Too many young people (and some not so young) enter marriage (or any other form of mutual commitment) with no further preparation than what they observed their parents doing with and to each other. Our adolescents’ education suffers from a serious gap. While the national discourse is still spinning its wheels on the debate over sex education versus protected ignorance, birth control versus abstinence, nobody considers the importance of relationship education. The result is an abysmal lack of awareness in our young people of the responsibility of each participant in a relationship for its health and growth.
Given that they come from two different sets of parents, their ideas and assumptions about the way couples interact are bound to be different and often clashing.
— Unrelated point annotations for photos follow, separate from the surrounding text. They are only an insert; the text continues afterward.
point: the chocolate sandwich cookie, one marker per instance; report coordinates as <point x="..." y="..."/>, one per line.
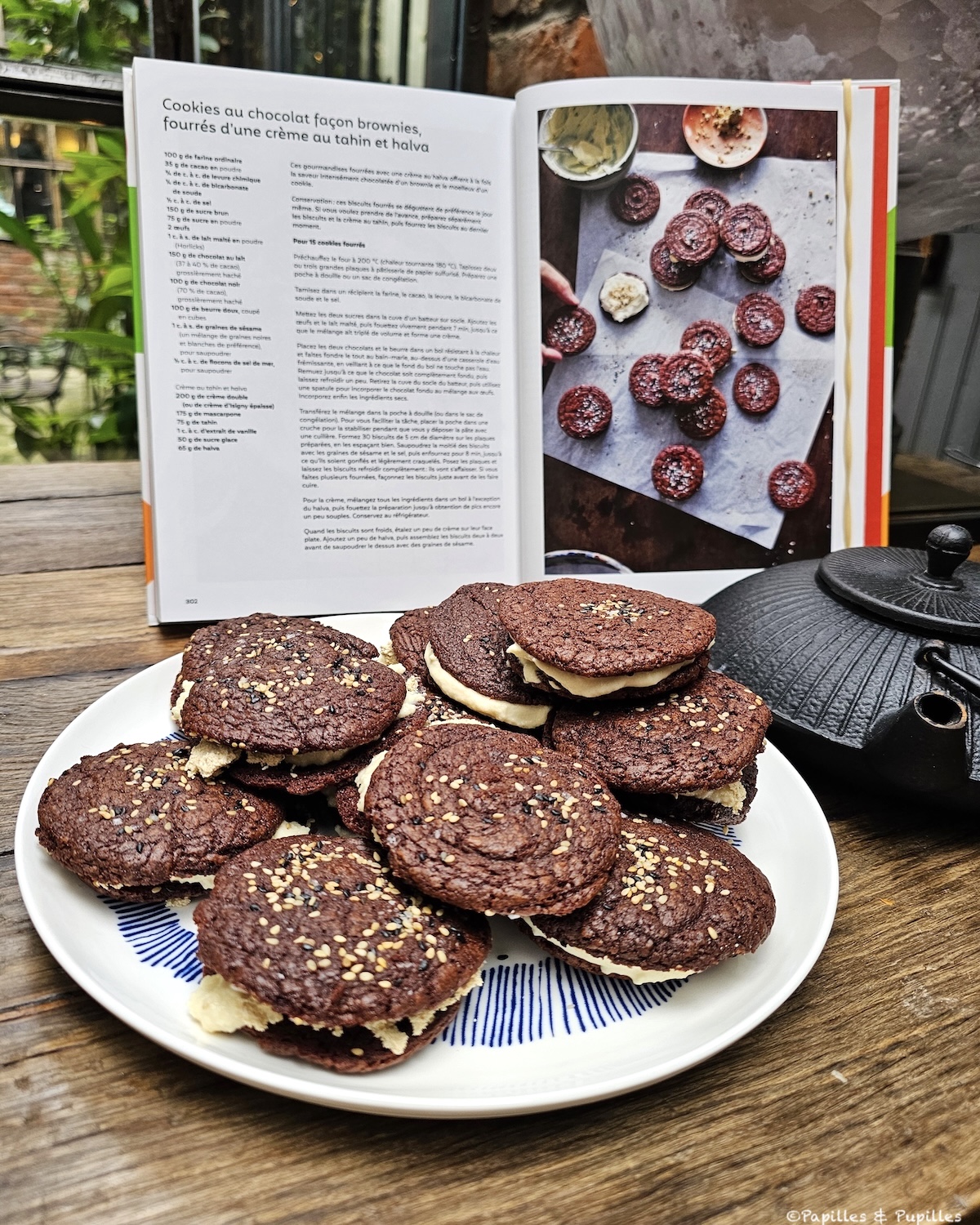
<point x="313" y="947"/>
<point x="583" y="412"/>
<point x="593" y="641"/>
<point x="679" y="901"/>
<point x="132" y="823"/>
<point x="624" y="296"/>
<point x="756" y="389"/>
<point x="467" y="658"/>
<point x="746" y="230"/>
<point x="690" y="749"/>
<point x="791" y="484"/>
<point x="760" y="320"/>
<point x="706" y="418"/>
<point x="350" y="808"/>
<point x="678" y="472"/>
<point x="570" y="330"/>
<point x="644" y="380"/>
<point x="816" y="310"/>
<point x="710" y="341"/>
<point x="710" y="201"/>
<point x="670" y="274"/>
<point x="409" y="635"/>
<point x="766" y="270"/>
<point x="490" y="821"/>
<point x="281" y="688"/>
<point x="686" y="377"/>
<point x="298" y="781"/>
<point x="691" y="237"/>
<point x="635" y="198"/>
Once the blush of passion begins to fade, mutual patterns develop which can carry the seed of profound dissatisfaction. The most common of these is the need to assign blame. Somehow, if they can figure out who is right and who is wrong, everything will fall into place automatically. Unfortunately things do not work that way. Nothing is going to change until they let go of the notion of “right” and “wrong” and start searching for constructive solutions.
A second possible pattern is that of disengagement. He “may be held back by some unpredictable business meeting.” Or “she has a headache” or “her sick aunt needs her.” Disengagement can take the form of an affair. A spouse can use a child as support in a marital conflict, or a parent, or just about anyone who will agree to a particular viewpoint. Not unlike disengagement is the strategy of denial. One partner insists that everything is just fine and cannot understand the other’s dissatisfaction. “If only he/she would just settle down and take things the way they are we would not have all these arguments.”
Another category of defensive interaction liable to lead to the destruction of a relationship is the result of one partner seeing him/herself as the other’s victim. The spouse “always does…” or: “is just like his father/her mother.” The implication is that “I am powerless in the face of an immutable situation and I need rescuing.”
Couples starting marital counseling must consider very seriously the crucial axiom: nobody can change another person; we can only recognize our own shortcomings and commit to making every effort to correct them. Once partners are ready to acknowledge their own responsibility for the marital mishap without humiliation or shame the battle is half won and progress can begin. Furthermore, any change by either partner unlocks the prison of hostility into which they have confined their married life. The door is now open to change.
We have done away with the stringent matrimonial rules of the past but we have not developed a new concept on which to guide the new twenty-first century marriage. If we are serious about our “family values” discourse we must become clear and educate ourselves and our children about the realities of modern marriage.